Connection Times (ms)
            min     median  [+/-sd] median  max
Connect:    0       0       2.9     0       29
Processing: 11      20      5.6     19      42
Waiting:    11      20      5.6     19      41
Total:      11      20      6.8     19      59

5) Correctly use the timelimit option

There is a poorly designed feature in ab that may cause you headaches if you are trying to run a load test for a specified period of time.

One would expect that using the -t timelimit option would result in the load test sending URL requests for so long as the limit time is not reached. However, a non-obvious default setting for that feature may actually cause your load test to run for a shorter amount of time than you intended.

This example may not actually run for 60 seconds:

ab -t 60 http://www.example.com/

As per its documentation, if -n number of requests is not specified, ab will default to a maximum of 50,000 requests and immediately terminate the run. If your application handles requests very quickly, then this maximum can be reached well below the actual timelimit you set.

Maximum number of seconds to spend for benchmarking. This implies a -n 50000 internally. Use this to benchmark the server within a fixed total amount of time. Per default there is no timelimit.

This isn’t hard to fix because you simply need to specify the -n option and set it to an arbitrarily high number, right? Yes, but you also need to pass the -n option in the correct order for it to be effective.

This will not work:

ab -n 10000000 -t 60 http://www.example.com/

But this will:

ab -t 60 -n 10000000 http://www.example.com/

I doubt there was intention by the developers to create confusion for the users, but it’s certainly a poor gotcha in the design that can lead to some frustration.

6) Better simulate a realistic load scenario

Most web services run applications with different degrees of complexity. A single application can have multiple dispatchers and URL handlers for processing incoming requests. Even logic within a single handler can branch code in a way that makes one particular request take much longer to respond than another. Whatever the case, it is usually a good idea to test a mix of different URLs in order to simulate a real-world scenario.

Unfortunately, while ab can perform concurrent requests to a single URL, it cannot do the same across a multiple set of URLs or domains.

One workaround is to use a utility called parallel which allows the user to execute multiple shell scripts (such as calling ab) in parallel.
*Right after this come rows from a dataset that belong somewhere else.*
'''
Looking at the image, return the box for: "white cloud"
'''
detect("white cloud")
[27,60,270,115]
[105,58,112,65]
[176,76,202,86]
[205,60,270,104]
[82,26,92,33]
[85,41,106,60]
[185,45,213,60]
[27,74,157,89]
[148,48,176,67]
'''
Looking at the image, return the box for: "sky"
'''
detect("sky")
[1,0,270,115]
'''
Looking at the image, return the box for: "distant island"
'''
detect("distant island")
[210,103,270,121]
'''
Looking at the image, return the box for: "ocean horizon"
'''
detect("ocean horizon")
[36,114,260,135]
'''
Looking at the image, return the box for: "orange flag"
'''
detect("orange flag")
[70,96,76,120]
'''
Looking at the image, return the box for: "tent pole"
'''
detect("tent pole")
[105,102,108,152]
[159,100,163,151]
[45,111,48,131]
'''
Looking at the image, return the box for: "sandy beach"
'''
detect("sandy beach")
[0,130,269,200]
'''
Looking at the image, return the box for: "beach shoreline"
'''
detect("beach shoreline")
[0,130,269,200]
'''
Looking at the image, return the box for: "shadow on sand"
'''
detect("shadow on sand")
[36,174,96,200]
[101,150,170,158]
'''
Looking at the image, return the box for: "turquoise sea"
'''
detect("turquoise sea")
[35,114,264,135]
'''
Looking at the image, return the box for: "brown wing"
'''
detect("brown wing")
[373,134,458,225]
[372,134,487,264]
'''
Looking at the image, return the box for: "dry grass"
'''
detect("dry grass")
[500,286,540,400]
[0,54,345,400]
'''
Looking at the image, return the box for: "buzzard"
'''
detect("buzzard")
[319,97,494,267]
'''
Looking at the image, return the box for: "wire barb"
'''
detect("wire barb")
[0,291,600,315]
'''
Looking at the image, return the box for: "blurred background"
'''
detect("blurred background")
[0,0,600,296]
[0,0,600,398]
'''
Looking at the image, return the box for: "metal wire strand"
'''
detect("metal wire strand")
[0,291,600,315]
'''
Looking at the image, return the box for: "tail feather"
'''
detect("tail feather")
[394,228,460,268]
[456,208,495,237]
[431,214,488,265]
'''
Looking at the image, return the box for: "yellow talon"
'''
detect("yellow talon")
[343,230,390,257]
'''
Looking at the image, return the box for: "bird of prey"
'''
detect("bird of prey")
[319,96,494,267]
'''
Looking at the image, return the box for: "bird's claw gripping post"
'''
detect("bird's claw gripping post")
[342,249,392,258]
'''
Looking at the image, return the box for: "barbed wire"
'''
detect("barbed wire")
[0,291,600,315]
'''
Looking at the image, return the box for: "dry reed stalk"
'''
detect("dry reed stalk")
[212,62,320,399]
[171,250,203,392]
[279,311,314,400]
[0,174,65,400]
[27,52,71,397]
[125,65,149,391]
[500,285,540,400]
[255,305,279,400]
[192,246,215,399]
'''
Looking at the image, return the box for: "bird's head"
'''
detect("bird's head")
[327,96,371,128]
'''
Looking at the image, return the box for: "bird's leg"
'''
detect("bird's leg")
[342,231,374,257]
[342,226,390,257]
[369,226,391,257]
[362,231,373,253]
Installing this tool is simple on Ubuntu:

sudo apt-get install parallel

Afterwards, create a text file myurls.txt and populate it with one target URL per line:

http://www.example.com/
http://www.example.com/foo.html
http://www.example.com/foo/bar/
http://www.example.com/foo/bar/?v=1

This file is read and each URL will passed into ab through parallel as such:

cat myurls.txt | parallel "ab -n 10000 -c 10 {}"

The output on screen will be the response from each ab command in the order that each one first completes.

One drawback of this approach is that this will create multiple reports for you to summarize and percentages in these report that are already aggregated cannot be further combined.

If you need to have a total distribution of percentages of requests served within a certain time, then it may be possible to do so by logging application response times directly to a service like Datadog.

7) Keep an eye on fast servers and slow testing environments

Apache Bench is single threaded program that can only take advantage of one processor on your client’s machine. In extreme conditions, the tool could misrepresent results if the parameters of your test exceed the capabilities of the environment the tool is running in.

Although it takes a lot to hit these limits, be sure to monitor the cpu usage for ab’s process (using htop or similar). This can ensure that poor results are not a symptom of errors or cpu wait from high load and context switching.

Final Thoughts

While it may not always yield new and shiny takeaways, load testing is a critical component to assessing the stability of new or existing applications. It is important for anyone generating tests to consider the benefits and drawbacks of different utilities to be confident about the consistency and accuracy of the results.